JA-associated host defense against Fg has been studied during FHB development. Inhibition of JA by DON at the bottom of wheat florets promotes fungal progression through rachis notes (Bönnighausen et al., 2019). Furthermore, late activation of JA signaling during FHB has been proposed to correlate with a necrotrophic transition of Fg (Ding et al., 2011). To determine if JA levels change during root infection, we quantified JA levels in Bd roots either mock-treated or inoculated with WT Fg or ΔTri5 strains by high performance liquid chromatography (HPLC). We found that 5 ng/mg dried material of JA was produced in Fg mycelia grown on MM (Fig. 6A). However, JA levels found in infected and control roots were much lower than 5 ng/mg and did not display any significant difference (Fig. 6A). Interestingly, however, higher levels of JA derivative methyl-JA (MeJA) were detectable in the roots infected by ΔTri5 than those infected by WT (Fig. 6B). Thus, DON seems to inhibit MeJA production in the infected Bd roots. This is consistent with the observation in wheat heads where MeJA levels in the ΔTri5-infected tissue were less than those infected with WT Fg (Bönnighausen et al., 2019).
SA may synergistically interact with Bd root defense-related metabolic pathways
SA is a major defense hormone typically associated with plant defense against biotrophic pathogens (Glazebrook, 2005). JA and SA accumulate at different basal levels in various wheat cultivars and antagonistically fine-tune host defense responses (Powell et al., 2017). Therefore, we next focused on Fg responses to SA. Although the SA-pathway may be involved in host basal resistance against Fg (Ding et al., 2011; Makandar et al., 2010), SA-associated systemic acquired resistance (SAR) played no role in FHB resistance (Li and Yen, 2008). During infection of Bd seedlings by Fp, SA biosynthesis was induced (Powell et al., 2017). However, the function of SA during root infection by Fg remains elusive.

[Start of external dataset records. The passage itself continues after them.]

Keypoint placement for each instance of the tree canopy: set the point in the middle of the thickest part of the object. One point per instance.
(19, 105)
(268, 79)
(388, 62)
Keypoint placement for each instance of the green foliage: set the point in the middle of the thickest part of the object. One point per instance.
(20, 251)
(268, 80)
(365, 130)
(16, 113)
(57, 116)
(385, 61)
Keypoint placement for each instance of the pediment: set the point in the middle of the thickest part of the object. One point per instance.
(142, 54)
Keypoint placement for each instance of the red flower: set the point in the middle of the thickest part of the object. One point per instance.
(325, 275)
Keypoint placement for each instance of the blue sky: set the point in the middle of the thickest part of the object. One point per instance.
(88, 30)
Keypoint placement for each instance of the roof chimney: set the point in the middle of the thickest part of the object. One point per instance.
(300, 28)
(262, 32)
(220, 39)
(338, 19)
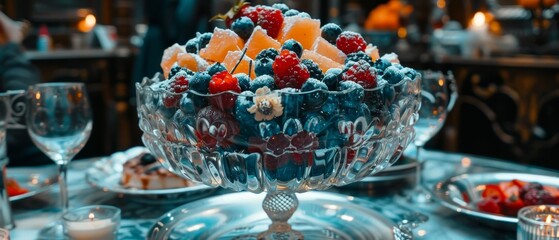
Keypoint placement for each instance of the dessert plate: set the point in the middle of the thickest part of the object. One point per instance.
(240, 216)
(35, 181)
(106, 174)
(461, 193)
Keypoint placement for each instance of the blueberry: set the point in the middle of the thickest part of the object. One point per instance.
(291, 13)
(243, 27)
(313, 68)
(270, 53)
(393, 75)
(192, 45)
(381, 64)
(360, 55)
(263, 66)
(316, 93)
(244, 81)
(293, 46)
(262, 81)
(330, 32)
(353, 94)
(216, 68)
(204, 39)
(332, 78)
(281, 6)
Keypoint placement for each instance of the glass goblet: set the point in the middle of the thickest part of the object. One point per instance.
(59, 122)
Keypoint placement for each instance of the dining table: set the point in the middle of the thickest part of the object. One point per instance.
(139, 214)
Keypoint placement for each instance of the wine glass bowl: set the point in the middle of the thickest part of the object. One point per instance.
(314, 140)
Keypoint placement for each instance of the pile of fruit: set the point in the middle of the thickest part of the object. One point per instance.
(275, 80)
(507, 198)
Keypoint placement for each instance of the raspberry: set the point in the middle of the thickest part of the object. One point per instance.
(330, 32)
(243, 27)
(224, 82)
(350, 42)
(313, 68)
(288, 70)
(361, 72)
(293, 46)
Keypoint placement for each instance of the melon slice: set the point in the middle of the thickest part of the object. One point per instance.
(231, 60)
(170, 57)
(222, 41)
(323, 62)
(303, 30)
(192, 62)
(324, 48)
(258, 41)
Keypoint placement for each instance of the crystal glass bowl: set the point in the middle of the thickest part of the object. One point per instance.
(279, 141)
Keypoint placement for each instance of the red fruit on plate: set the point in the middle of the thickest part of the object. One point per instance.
(489, 205)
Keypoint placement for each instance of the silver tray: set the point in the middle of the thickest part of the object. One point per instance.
(240, 216)
(451, 193)
(106, 174)
(35, 181)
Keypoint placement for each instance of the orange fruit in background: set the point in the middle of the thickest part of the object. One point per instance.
(324, 48)
(231, 60)
(170, 57)
(259, 41)
(303, 30)
(222, 41)
(323, 62)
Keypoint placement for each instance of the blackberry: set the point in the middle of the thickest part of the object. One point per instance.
(192, 45)
(293, 46)
(360, 55)
(244, 81)
(262, 81)
(291, 13)
(216, 68)
(330, 32)
(204, 39)
(243, 27)
(314, 93)
(263, 66)
(313, 68)
(270, 53)
(332, 78)
(281, 6)
(353, 94)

In Arabidopsis, SA biosynthesis during pathogen infection mainly relies on the intermediate chorismate processed by isochorismate synthase I (ICS1), the GH3 acyl adenylase-family enzyme PBS3, and the BAHD acyltransferase-family protein EPS1 (Torrens-Spence et al., 2019). The phenylalanine ammonia lyase (PAL) pathway also mediates SA synthesis through the conversion of benzoic acid or coumaric acid, but only contributes to a small portion of total SA production (Wildermuth et al., 2002). Similarly, some bacteria can directly convert isochorismate to SA by isochorismate pyruvate lyase (IPL) (Serino et al., 1995). While the host is believed to be the source of SA production in various plant-bacteria interactions, whether there is a fungal origin of SA remains unknown. In the Fg genome, we found two ICS1 homologs FG05_05195 and FG05_12934. Of these, FG05_05195 was lowly expressed (FPKM < 0.5), but FG05_12934 exhibited constitutive and high transcript levels during both in vitro growth and infection of Bd roots (Table S1). Fg also has an EPS1 homolog, FG05_00237, which was significantly upregulated during Bd root infection (Table S1). FG05_09331 encodes a protein sharing about 50% identity with PAL. FG05_09331 expression decreased by 2.2-fold in infected roots relative to Fg grown in vitro. No PBS3 and IPL homologs could be identified in Fg. While expression patterns of ICS1 and EPS1 homologs may coincide with observed SA production by Fg, the absence of a PBS3 homolog indicates other components or pathways could be involved in the SA biosynthesis. To determine if SA is produced in Fg-Bd interactions, we extracted metabolites from Bd roots with or without Fg inoculation and quantified SA levels by HPLC. In Fg mycelia, there was also about 0.01 µg SA per mg dry material (Fig. 6C). Most SA was found in the roots inoculated with WT Fg, followed by uninfected roots and the lowest levels in the ΔTri5 infected roots (Fig. 6C), indicating a potential role for DON in regulating SA levels during root infection by Fg although it is difficult to estimate the exact contribution of Bd or Fg to the SA levels measured.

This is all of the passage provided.